Hace pocas semanas, el filósofo Giorgio Agamben escribió “parecería que, habiendo agotado el terrorismo como causa de las medidas excepcionales, la invención de una epidemia puede ofrecer el pretexto ideal para extenderlas más allá de todos los límites”.

La pandemia realmente existente se alarga como una sombra. Acosa aquí y allá. Se multiplica en voces y palabras. Las grandes corporaciones mediáticas militan activamente: fabrican y distribuyen el discurso del terror y la paranoia. Populistas y liberales reclaman un Leviatán que imponga orden y control sobre el conjunto del territorio.

La sociedad es convertida en un gigantesco panóptico donde, en nombre del “bien común”, todos pueden ser sometidos a una férrea y constante observación. Racismo y xenofobia caminan de la mano, apenas un paso atrás.

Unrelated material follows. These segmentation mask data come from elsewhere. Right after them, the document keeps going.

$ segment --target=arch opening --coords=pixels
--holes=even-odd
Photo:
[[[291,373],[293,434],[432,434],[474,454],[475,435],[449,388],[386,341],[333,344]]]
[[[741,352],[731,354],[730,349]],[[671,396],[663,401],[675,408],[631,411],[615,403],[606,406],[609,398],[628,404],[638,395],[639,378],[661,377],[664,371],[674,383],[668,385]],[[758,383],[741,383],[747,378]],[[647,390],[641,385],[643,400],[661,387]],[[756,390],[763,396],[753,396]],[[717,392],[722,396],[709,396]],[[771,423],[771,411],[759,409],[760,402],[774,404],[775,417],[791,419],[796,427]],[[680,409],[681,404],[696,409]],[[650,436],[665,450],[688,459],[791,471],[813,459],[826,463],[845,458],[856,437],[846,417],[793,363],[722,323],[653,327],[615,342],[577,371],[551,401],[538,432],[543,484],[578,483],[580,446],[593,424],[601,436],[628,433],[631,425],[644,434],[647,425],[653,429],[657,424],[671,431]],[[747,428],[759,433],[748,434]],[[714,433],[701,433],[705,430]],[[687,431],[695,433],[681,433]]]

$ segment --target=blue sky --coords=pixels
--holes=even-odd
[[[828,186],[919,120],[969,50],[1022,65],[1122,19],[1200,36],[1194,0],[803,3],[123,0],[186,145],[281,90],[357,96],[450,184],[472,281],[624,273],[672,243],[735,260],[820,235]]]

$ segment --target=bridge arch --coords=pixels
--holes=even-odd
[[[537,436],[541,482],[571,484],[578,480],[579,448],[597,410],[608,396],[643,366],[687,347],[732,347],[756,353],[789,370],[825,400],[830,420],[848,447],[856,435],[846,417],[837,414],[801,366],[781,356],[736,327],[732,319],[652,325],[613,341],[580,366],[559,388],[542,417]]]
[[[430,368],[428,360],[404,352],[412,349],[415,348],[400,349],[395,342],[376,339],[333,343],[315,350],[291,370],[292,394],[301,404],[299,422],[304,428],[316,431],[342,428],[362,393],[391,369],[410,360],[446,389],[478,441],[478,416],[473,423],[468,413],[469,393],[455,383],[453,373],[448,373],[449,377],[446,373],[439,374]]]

Pero el Estado gendarme que vigila la puerta de cada hogar es el gran ausente a la hora de la prevención y los cuidados. En consecuencia, no puede ser garante de la salud de las grandes mayorías. Las medidas de emergencia que eventualmente tome tienen límite predefinido: el umbral de la gran propiedad privada capitalista.

Pero ante grandes catástrofes son necesarias medidas radicales, capaces de alterar realmente el orden existente. Para garantizar que esta nueva crisis no recaiga sobre las grandes mayorías hay que tocar las ganancias de las minorías privilegiadas. Aquellas que lucran con la salud y con la enfermedad, como ocurre con grandes laboratorios, clínicas privadas o bancos, entre muchos otros.

Virus evitables; pandemias “publicitadas”; países enteros aprisionados. A cada instante es posible vislumbrar la violenta irracionalidad del capitalismo, su decadencia completa. La lucha por superar su miserable horizonte se encuentra enteramente justificada.